Decomposing sargassum, which is actually algae, generates hydrogen sulfide gas. In small amounts in open areas, it’s not much more than an annoying odor: sulfurous, like rotting eggs.
But in the quantities seen in once-paradisiacal beach towns like Playa del Carmen, Tulum, and Xcalak, scientists say it can be dangerous to workers with respiratory problems as they rake up the seaweed maskless in the scorching heat. This year appears on track to be worse than even the peak sargassum year of 2018.
Ezequiel Martínez Lara is one of thousands of laborers who work six to eight hours per day heaving mounds of sargassum into wheelbarrows with pitchforks and then wheeling them off the beach to a growing pile on a neighboring street.

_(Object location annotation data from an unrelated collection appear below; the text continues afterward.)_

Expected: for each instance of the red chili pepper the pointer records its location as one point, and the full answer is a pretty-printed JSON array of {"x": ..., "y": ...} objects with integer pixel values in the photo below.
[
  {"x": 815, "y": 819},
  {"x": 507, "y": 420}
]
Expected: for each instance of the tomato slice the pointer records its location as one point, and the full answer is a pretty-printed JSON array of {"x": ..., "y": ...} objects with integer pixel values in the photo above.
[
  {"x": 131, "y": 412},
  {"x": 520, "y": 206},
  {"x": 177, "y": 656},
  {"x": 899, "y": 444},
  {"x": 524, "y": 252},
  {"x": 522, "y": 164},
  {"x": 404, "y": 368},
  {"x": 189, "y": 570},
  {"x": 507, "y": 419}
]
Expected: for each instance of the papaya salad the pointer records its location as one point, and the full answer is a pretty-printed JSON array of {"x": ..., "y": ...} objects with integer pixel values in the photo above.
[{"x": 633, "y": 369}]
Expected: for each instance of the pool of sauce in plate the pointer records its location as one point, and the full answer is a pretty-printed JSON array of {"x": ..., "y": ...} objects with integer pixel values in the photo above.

Martínez Lara used to earn as much as $50 per day guiding sports fishermen on catch-and-release outings, but now makes less than half that for collecting around 40 wheelbarrows of sargassum every day.
It is a Sisyphean task at a beach north of Tulum, where huge mats of seaweed float just offshore.

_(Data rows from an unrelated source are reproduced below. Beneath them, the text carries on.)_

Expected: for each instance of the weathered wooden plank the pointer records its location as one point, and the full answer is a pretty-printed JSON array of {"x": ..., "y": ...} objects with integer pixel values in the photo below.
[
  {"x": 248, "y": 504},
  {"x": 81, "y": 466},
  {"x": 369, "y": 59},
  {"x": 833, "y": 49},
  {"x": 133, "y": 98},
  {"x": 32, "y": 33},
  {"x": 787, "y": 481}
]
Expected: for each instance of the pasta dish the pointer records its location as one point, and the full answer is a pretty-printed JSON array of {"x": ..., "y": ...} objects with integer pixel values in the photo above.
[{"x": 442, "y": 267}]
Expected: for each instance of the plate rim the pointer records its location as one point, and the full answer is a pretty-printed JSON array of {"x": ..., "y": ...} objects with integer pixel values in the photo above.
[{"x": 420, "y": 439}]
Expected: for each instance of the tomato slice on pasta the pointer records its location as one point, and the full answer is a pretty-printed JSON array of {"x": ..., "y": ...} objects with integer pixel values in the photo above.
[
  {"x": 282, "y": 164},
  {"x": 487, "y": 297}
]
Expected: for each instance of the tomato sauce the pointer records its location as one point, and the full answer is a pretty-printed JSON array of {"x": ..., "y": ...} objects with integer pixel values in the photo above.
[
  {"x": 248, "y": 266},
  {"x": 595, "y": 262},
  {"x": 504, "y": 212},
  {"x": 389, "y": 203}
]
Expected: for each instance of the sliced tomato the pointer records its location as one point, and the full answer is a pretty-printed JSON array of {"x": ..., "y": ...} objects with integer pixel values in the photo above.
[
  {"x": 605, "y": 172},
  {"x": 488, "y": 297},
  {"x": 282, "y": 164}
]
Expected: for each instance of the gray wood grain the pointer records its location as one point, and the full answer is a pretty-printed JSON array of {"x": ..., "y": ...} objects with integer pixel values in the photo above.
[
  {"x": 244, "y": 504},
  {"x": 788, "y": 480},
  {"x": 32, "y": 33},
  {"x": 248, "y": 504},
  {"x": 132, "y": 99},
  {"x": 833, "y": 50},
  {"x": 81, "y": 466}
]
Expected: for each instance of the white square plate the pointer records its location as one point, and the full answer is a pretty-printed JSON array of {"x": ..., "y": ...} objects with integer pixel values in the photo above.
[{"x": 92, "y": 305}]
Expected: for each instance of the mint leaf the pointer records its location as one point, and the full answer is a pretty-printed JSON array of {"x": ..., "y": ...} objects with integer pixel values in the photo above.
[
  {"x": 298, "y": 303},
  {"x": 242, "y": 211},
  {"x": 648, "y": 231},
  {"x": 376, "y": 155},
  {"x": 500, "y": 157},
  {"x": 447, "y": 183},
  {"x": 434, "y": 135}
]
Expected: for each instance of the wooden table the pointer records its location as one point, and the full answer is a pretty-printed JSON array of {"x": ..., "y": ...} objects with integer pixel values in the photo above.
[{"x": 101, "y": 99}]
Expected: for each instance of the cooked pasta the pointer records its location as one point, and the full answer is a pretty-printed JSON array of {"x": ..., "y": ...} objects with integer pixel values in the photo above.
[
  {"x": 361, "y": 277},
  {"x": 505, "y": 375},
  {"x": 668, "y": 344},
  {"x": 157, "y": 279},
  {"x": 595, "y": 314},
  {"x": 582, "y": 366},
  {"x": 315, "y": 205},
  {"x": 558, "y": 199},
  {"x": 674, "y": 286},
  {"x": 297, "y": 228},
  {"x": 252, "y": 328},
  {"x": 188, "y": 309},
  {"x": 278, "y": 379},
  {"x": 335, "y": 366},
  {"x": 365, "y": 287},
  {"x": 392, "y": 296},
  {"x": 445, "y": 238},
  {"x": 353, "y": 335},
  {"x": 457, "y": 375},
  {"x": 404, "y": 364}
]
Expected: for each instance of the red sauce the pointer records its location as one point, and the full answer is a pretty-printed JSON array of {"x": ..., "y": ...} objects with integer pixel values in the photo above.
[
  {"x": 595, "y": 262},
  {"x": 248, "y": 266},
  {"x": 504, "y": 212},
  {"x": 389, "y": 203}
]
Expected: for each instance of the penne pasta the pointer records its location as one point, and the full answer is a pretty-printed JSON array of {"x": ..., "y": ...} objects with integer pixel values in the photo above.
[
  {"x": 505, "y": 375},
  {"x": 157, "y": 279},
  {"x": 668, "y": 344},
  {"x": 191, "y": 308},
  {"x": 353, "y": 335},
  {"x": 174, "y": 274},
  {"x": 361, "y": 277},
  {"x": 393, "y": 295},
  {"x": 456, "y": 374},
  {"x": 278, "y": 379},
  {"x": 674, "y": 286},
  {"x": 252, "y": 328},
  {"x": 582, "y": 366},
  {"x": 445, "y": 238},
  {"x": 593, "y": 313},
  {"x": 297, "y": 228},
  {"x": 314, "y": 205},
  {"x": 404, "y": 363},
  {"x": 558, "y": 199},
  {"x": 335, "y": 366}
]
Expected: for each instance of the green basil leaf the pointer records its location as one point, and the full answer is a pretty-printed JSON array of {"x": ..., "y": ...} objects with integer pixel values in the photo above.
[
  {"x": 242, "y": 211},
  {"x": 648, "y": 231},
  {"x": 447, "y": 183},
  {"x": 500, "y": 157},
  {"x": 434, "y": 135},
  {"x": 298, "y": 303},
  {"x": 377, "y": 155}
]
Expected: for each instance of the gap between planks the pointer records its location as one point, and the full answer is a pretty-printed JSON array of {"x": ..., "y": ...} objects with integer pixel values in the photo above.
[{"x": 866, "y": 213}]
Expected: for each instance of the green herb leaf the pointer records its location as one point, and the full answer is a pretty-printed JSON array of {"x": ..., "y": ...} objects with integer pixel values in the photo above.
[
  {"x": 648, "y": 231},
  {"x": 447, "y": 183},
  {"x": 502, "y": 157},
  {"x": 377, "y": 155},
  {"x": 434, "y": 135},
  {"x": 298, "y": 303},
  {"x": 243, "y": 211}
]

“If we clean it all off today, tomorrow more will have washed in,” said another worker, Austin Valle.
But workers like Martínez and Valle are exposing themselves to more than just the burning sun, says Rosa Rodríguez Martínez, a biologist in the beachside town of Puerto Morelos who studies reefs and coastal ecosystems for Mexico’s National Autonomous University.
“At the university we have started to measure the quantity of gases that sargassum produces when it is scraped up,” Rodríguez Martínez said. “At one spot (in a decomposed pile of seaweed) it reached 56 parts per million. That’s very high. Above two, that can be dangerous for people with respiratory problems.”

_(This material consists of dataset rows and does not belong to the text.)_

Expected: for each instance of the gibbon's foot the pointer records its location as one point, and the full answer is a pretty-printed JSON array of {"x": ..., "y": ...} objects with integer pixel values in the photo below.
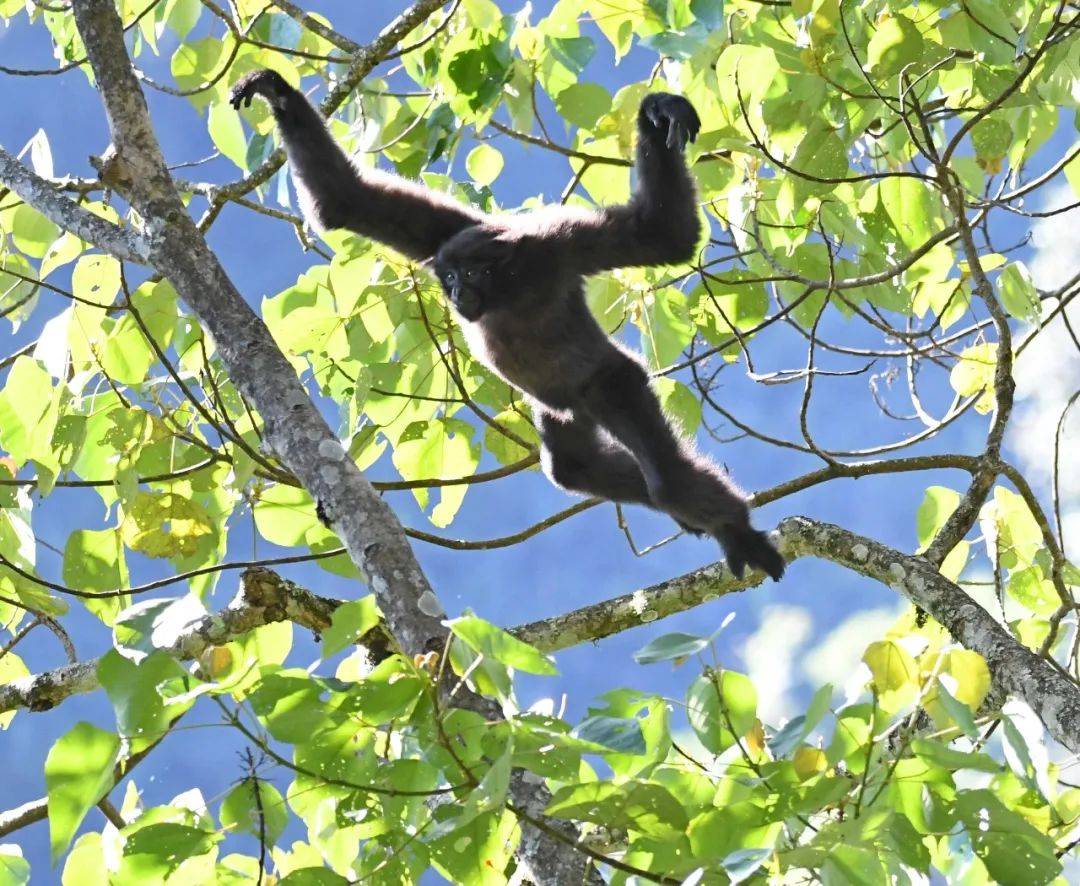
[
  {"x": 748, "y": 547},
  {"x": 672, "y": 117},
  {"x": 265, "y": 82},
  {"x": 690, "y": 529}
]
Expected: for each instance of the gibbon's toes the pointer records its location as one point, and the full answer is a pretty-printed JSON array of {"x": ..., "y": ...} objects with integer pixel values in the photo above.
[
  {"x": 690, "y": 529},
  {"x": 752, "y": 548},
  {"x": 258, "y": 82}
]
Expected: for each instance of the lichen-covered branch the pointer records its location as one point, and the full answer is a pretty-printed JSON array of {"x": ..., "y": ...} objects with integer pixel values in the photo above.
[
  {"x": 1014, "y": 668},
  {"x": 265, "y": 596},
  {"x": 294, "y": 429},
  {"x": 59, "y": 210}
]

“I took off running” from the spot, she said.
Martínez Lara doesn’t have the luxury of avoiding the hydrogen sulfide gas. Like almost every other sargassum worker on the coast, he has no mask, gas sensor or medical care. He works at a day rate for the person who owns the house in front of the beach.
“When sargassum rots, it gives off a very strong odor like acid, and it is very bothersome when you breath it; it hurts a lot,” Martínez Lara said. He said he takes more simple precautions.